Second Coming

Locanda, out from the shadow of Delfina

That the house-made pastas at Locanda are very good will come as no surprise to anyone who has eaten at Locanda's big sister, Delfina. But this new Roman-style restaurant is not trying to be a knockoff.

And though the bucatini all'Amatriciana ($15) may inspire the same loyalty as Delfina's spaghetti with plum tomatoes, Locanda has its own identity.

That identity is best expressed at the bar, where Michael Sager, an alum of Milk & Honey London, presides over a polite list of cocktails, including the Nonna del Diavolo, a mix of rye, Strega, ginger, lime and seltzer ($10).

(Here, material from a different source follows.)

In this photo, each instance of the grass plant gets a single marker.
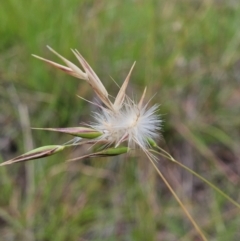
(187, 54)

You can order the full menu here, including fried lamb's brains and artichokes ($12/$21) and grilled halibut collar ($19). But we especially love the panoply of bar snacks–salt-and-pepper shrimp ($11); hulking, braised oxtails alla vaccinara ($21); peppery taralli crackers ($5) and, best of all, the coppiette, or pork jerky ($1.75 per piece). The meat is marinated in Campari, Peroni and lime juice, then dusted with fennel pollen and chili flakes and smoked over oak wood.

This is gutsy food meant for eating with gusto, which the Italians are very good at. And when in Rome–or a Roman restaurant in San Francisco–you know what to do.